El Plan Integral de Control de Plagas, es la herramienta que fue creada por el Ministerio de Espacio Público e Higiene Urbana. Si bien las ratas son el objetivo a combatir, también hay otras que pueden ser nocivas y causar muchas molestias, hasta en contra de la salud de los seres humanos.
Las ciudades son ecosistemas artificiales por lo cual se comportan de manera diferente al ecosistema natural. Donde la biodiversidad convive entre las distintas especies que lo componen y se van regulando naturalmente. Los sistemas urbanos como ecosistemas tienen características muy particulares, que les vienen dadas por su carácter de ecosistemas totalmente artificiales. Una de las particularidades que tiene la ciudad es una bajísima biodiversidad.
Durante todo el proceso de urbanización se transformó tanto el ambiente natural, que los predadores naturales de las especies nativas desaparecieron. Las ciudades fueron ocupadas por especies invasoras que desplazaron a las predadoras. En esta circunstancia, se reproducen sin ningún control natural. Y se van multiplicando libremente. Si bien nombramos a las ratas como las habituales plagas de Buenos Aires, hay otras que también son motivo de preocupación como:cucarachas, mosquitos, palomas, gorriones y murciélagos.
Está mucho más que justificado que se emprendan las campañas para alcanzar el control de las especies predominantes.
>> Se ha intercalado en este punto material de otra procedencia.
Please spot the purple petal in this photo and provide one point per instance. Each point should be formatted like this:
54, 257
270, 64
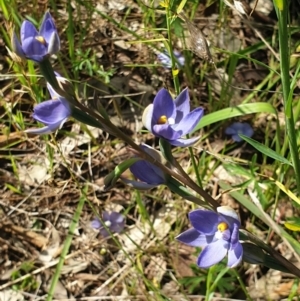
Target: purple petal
47, 27
182, 103
116, 217
228, 212
165, 59
235, 234
184, 142
163, 104
96, 224
147, 117
104, 232
42, 131
54, 95
193, 238
54, 43
236, 138
33, 48
51, 112
105, 216
235, 256
147, 172
16, 46
165, 131
212, 254
28, 30
204, 221
189, 122
138, 185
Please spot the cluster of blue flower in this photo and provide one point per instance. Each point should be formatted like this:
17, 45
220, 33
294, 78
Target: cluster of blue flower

Se realizan los operativos principalmente espacios verdes, vía pública y dependencias del Estado como oficinas, bibliotecas, juzgados, centros culturales, museos, teatros, cementerios y distintos edificios públicos. En todos los barrios porteños.
Dentro del Plan Integral de Control de Plagas, la desratización es la más aplicada. Se lleva a cabo en tres etapas: en primer lugar, se realiza una inspección del lugar afectado. Luego se implementan las medidas para que ingresen en esos espacios las plagas y armen sus nidos. Luego se aplica el Control Químico adecuado en los lugares donde no tengan acceso los niños y mascotas.
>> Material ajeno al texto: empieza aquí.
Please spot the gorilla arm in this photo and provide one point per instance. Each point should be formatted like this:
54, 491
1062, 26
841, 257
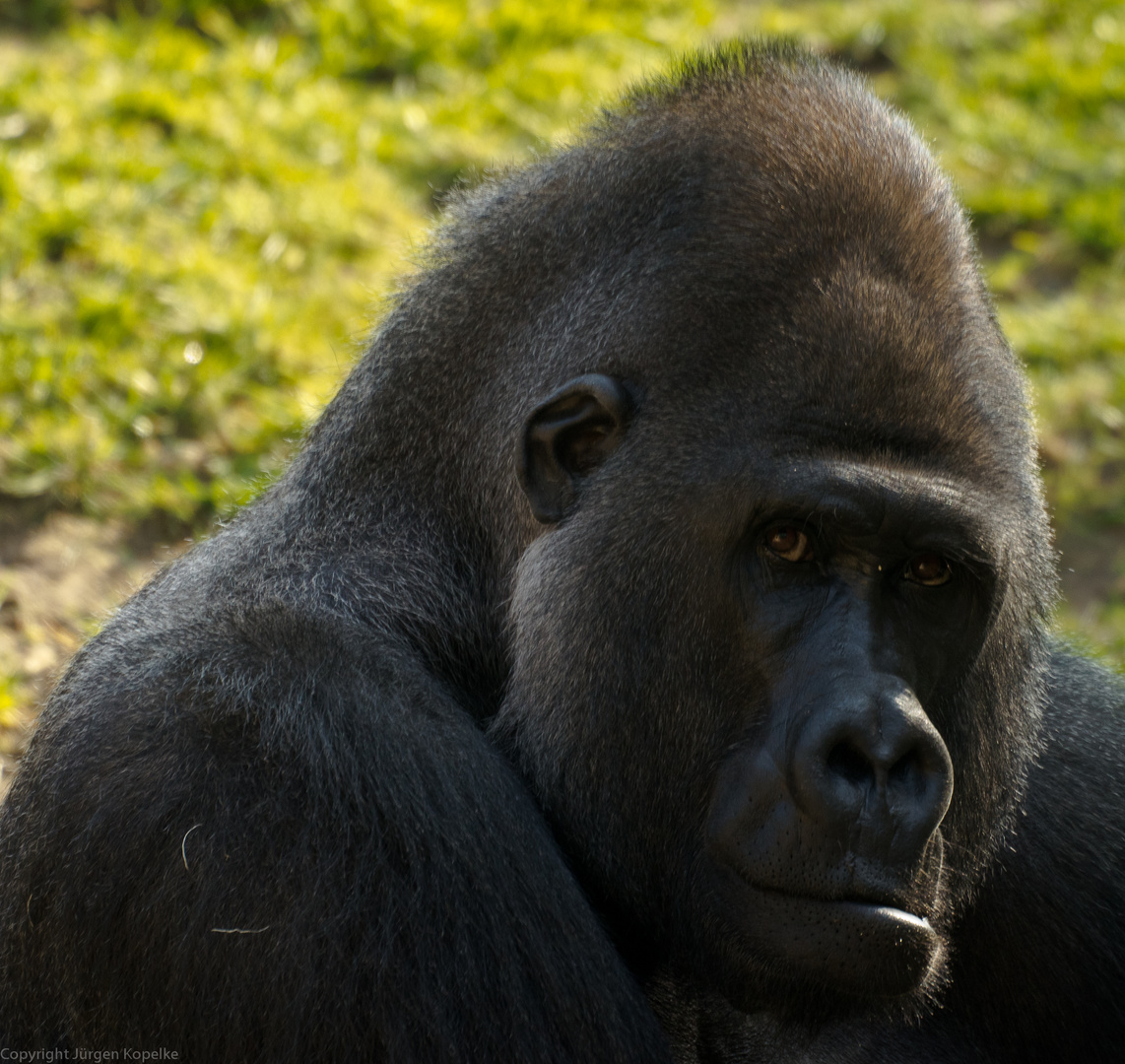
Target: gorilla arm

Semanalmente se efectúan los controles, reforzando en el verano porque las altas temperaturas, la basura se descompone fácilmente y esos olores atraen a los roedores. Se recomienda a los vecinos que tengan en cuenta que hay costumbres que deben cambiarse para no generar el ambiente a adecuado para la proliferación de estos roedores.
Se debe tener la preocupación de respetar los horarios para sacar, en bolsas cerradas, los residuos y depositarlos en los contenedores que correspondan. Estos son: de 19 a 21 horas, todos los días menos los sábados. Aunque parezca raro, el hecho de que la basura permanezca, el menor tiempo posible en la calle, es un principio esencial para disminuir la presencia de estas plagas en las calles.
Se puede solicitar el servicio a través del Boti, el WhatsApp de la Ciudad o llamando al 147.